Abbé Henri BREMOND (1865-1933). 7 L.A.S., 1922-1924, à Daniel HALÉVY ; 14 pages in‑8 et 2 pages in‑12, 2 adresses.

Estimation : 300 / 400 €
Adjudication : 688 €
Description
INTÉRESSANTE CORRESPONDANCE, principalement sur le projet d’un Cahier vert sur le Mysticisme.

─ 5 juillet [1922].
Il se souvient avec émotion de leurs discussions avec PÉGUY : « J’ai mal expliqué à cet hypermoderniste ma pensée qui est plus vieille que Platon : je voudrais, au moyen de mes gros volumes, jeter un pont entre la poésie et le mysticisme. Ce que VALÉRY – dans sa préface à FABRE – appelle : poésie pure, est encor impur – mais doit rejoindre, dans les profondeurs, l’expérience des mystiques : […] on parvient, très mystérieusement, à prendre un certain contact avec le réel – le seul contact qui soit possible et qui, au fond, n’est que l’intuition bergsonnienne – connaissance vraie, mais qui n’est pas conceptuelle et qui reste par conséquent intraduisible. Quelque chose de très vague, et pourtant d’infiniment riche : le sentiment d’une présence, disent les mystiques. Les poètes – à la minute de l’inspiration – pourraient en dire autant. […] Toutes les prouesses verbales, allitérations, rimes, etc. que Valéry connaît si bien, auraient aussi le même effet quasi magique sur le lecteur, le mettraient lui aussi sur le voie de ce mystérieux contact »… Il pense que BERGSON pourrait éclairer cela : « Je ne suis pas philosophe et je suis bavard.
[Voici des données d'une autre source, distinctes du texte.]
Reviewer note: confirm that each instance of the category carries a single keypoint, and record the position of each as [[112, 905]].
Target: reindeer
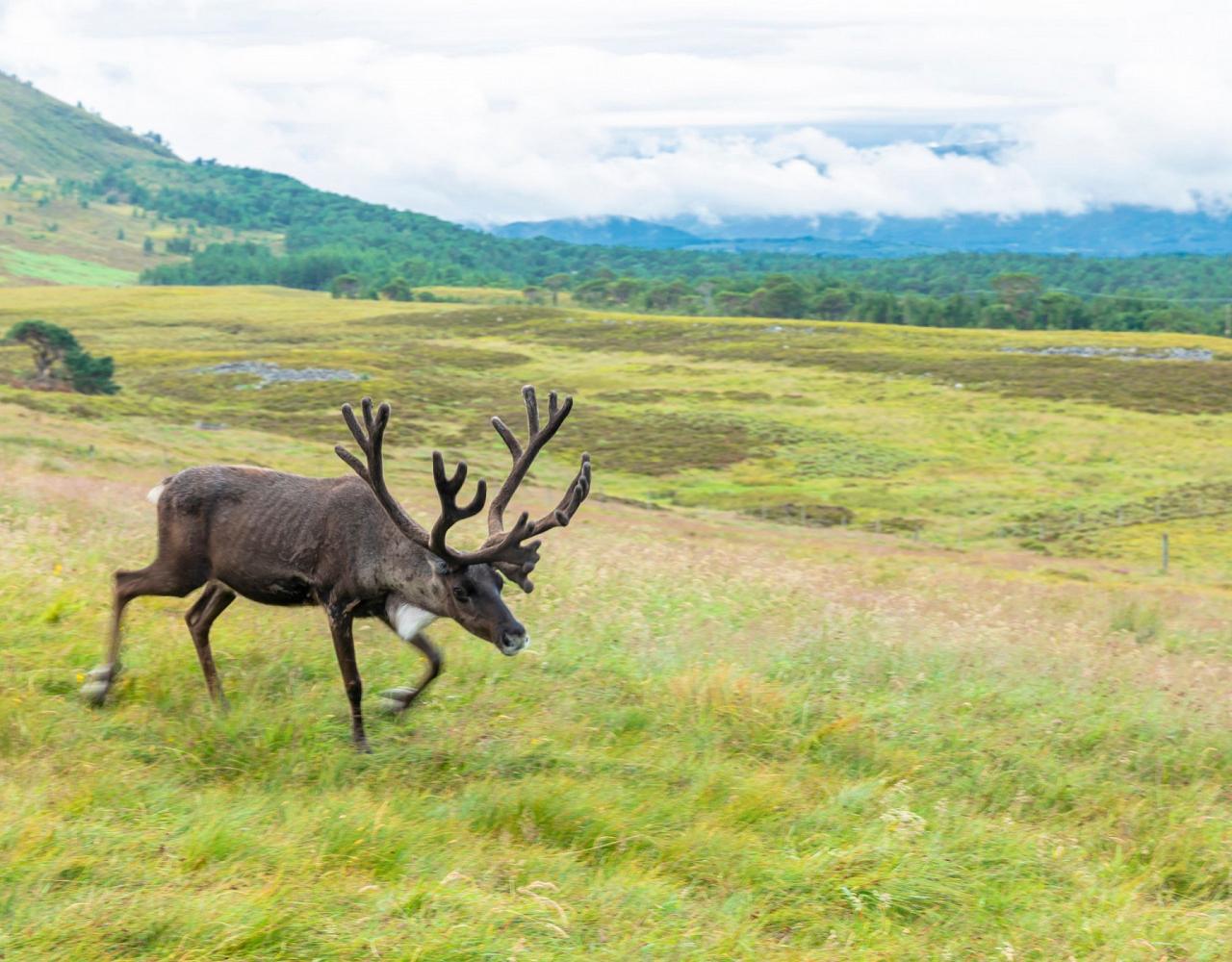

D’où la difficulté de réduire ces vues aux proportions des Cahiers »…

─ 25 décembre.
Rien ne pourrait lui faire plus plaisir « que d’être présenté, critiqué, européanisé par vous »… Il le félicite pour son bel article stimulant, « qui remue un monde d’idées – le BARRÈS parfait notamment il en sera très heureux »… Il est d’accord avec sa critique, « mais songez que sans mystique, pas d’action – et, qui plus est, sans mystique, pas de rapprochement possible entre les diverses communions ou a-communions. Je compte bien ne pas sacrifier la “religion commune” du XVIIe siècle »… Il ne faut pas « laisser dire que le dernier GIRAUDOUX ne vaut rien. Pour moi je crois que je l’aimerai toujours, même raisonnable – il l’est un peu trop dans Siegfried »…

─ 18 mars [1923]. Il revient d’un cycle de conférences à Strasbourg, et propose « pour les Cahiers verts deux de ces conférences : on pourrait appeler cela : L’initiation mystique de François de Sales à Pascal »…

─ [1924]
« Plus j’avance dans mon travail, plus je vois que, mon objet étant d’expliquer une expérience obscure (l’expérience poétique) par une expérience un peu plus connue […] (expérience mystique), il est mieux d’étudier d’abord cette expérience mystique ». Il se demande si, au lieu d’un Cahier vert Mysticisme et Poésie, il ne vaudrait pas mieux un cahier sur la mystique, suivi d’un second où l’on procèderait à la comparaison : « Un petit traité d’initiative mystique entrerait-il dans votre cadre vert ? »…

─ 27 janvier [1924].
Sur François MAURIAC : « Votre protégé – le jeune MAURIAC – semble se décider enfin à abjurer le catholicisme – je veux dire qu’il s’évade – littérairement – de son groupe. Je lui permets – derrière le mur – toutes les processions, exorcismes, etc. qu’il voudra. Mais ce lamentable placage, non. La vraie religion ne peut pas être le grand ressort des drames où il se complait. […] Je ne suis pas sûr que Génitrix soit bien supérieur au Lépreux – j’ai cependant l’impression d’un progrès – je n’ai pas lu son fleuve enflammé – évidemment, il n’est pas encore arrivé à la catharsis […]. En tous cas un talent incontestable, et, parmi les jeunes, un de ceux qui m’intéressent le plus »…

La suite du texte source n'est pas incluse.